Quem acompanha tênis já viu Novak Djokovic rasgar camisa, discutir com árbitros e/ou técnicos, provocar a torcida, quebrar raquetes e até destruir um pedaço de um banco de Roland Garros. Nos bons e maus momentos, o número 1 do mundo joga com o coração tanto quanto com a cabeça, e isso fica evidente em cada partida importante, seja num Masters 1000, num ATP Finals, na Copa Davis ou em uma final de Grand Slam.

O Nole que entrou na Quadra Central neste domingo para a memorável final de 4h57min* contra Roger Federer (a mais longa da história das simples masculinas em Wimbledon) muito mais cabeça do que coração. Manteve-se discreto nas comemorações, tímido nas reclamações e contido quando poderia ter perdido a cabeça em uma partida com margens tão pequenas para sequências ruins.

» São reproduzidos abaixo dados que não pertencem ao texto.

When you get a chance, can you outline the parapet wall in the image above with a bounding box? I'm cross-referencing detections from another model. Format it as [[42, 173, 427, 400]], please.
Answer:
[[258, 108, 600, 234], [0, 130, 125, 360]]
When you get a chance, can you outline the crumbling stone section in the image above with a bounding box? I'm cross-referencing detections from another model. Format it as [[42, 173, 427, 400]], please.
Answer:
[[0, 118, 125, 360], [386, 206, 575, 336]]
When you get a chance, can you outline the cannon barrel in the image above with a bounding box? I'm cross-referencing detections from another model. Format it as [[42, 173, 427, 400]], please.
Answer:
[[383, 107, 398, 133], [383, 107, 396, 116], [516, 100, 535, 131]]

Djokovic sabia o tamanho do desafio que tinha pela frente. Do outro lado da rede, um Roger Federer mais tático, mais maduro, movimentando-se como nunca e vindo de uma atuação gloriosa contra Rafael Nadal. Mas não era só isso. Contra ele estava a torcida de Wimbledon, sempre apaixonada pelo tênis encantador e baryshnikovesco do Maestro. Não havia espaço para inflar o desafio com momentos de instabilidade.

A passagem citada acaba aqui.